The impact of Yb3+ concentration on multiband upconversion in a single NaYF4:Yb/Er microcrystal determined via nanosecond time-resolved spectroscopy

Abstract

In lanthanide-sensitized upconversion (UC) nanomaterials, the typical sensitizer Yb³⁺ can significantly modulate the codoped activator (such as Er³⁺ ions) to generate multiband transitions. However, the kinetics of these multiband emissions affected by the Yb³⁺ concentration remains unclear.

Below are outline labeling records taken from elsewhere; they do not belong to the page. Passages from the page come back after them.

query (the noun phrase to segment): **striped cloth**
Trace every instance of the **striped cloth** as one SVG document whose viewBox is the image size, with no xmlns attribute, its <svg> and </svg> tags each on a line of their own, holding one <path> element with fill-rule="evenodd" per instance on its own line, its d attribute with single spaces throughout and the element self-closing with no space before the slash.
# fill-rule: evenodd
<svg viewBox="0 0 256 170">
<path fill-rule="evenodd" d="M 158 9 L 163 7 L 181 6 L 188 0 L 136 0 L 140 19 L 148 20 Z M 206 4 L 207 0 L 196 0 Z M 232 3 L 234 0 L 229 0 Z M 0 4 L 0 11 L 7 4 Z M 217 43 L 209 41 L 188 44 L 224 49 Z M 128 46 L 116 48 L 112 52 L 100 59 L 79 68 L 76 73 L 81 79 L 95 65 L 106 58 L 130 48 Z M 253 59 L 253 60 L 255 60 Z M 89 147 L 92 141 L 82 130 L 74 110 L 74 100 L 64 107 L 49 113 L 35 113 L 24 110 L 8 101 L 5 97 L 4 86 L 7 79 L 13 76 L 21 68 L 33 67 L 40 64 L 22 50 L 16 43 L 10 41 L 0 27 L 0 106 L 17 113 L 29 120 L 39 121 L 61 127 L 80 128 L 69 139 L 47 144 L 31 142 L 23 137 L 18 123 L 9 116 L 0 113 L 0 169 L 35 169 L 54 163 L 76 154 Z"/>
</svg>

In this work, we employ nanosecond time-resolved spectroscopy to investigate a single optically trapped NaYF₄:Yb/Er microcrystal (MC) doped with different Yb³⁺ concentrations. Interestingly, high doping Yb³⁺ ions shorten the UC response time by a factor of 10 (from ∼1 μs to ∼100 ns) compared to low doping Yb³⁺. Meanwhile, 430 nm light (⁴G_7/2 → ⁴I_11/2) emitted before 654 nm (⁴F_9/2 → ⁴I_15/2) with Yb³⁺ dramatically increasing (opposite to the normal low Yb³⁺ doping cases), representing a new four-photon pathway (⁴I_15/2 → ⁴I_11/2 → ⁴F_7/2 → ²H_11/2 →⁴S_3/2 → ²G_7/2 → ⁴G_11/2 → ²H_9/2 → ²D_5/2 → ⁴G_7/2). Furthermore, we observed a broad range of time-dependent emission color, changing from being initially green over near-white to red. Particularly, the red emission is dominated in the decay process, yielding insight into the fundamental multiband UC kinetics. The result shows that varying the Yb³⁺ doping concentration provides a way to control the energy flow between the energy levels of Er³⁺ ions, which can modulate the response time and color evolution of UC on Yb/Er doped materials. This can direct the prospective development of fast-response optoelectronic devices, photocatalysis, and UC displays in the future.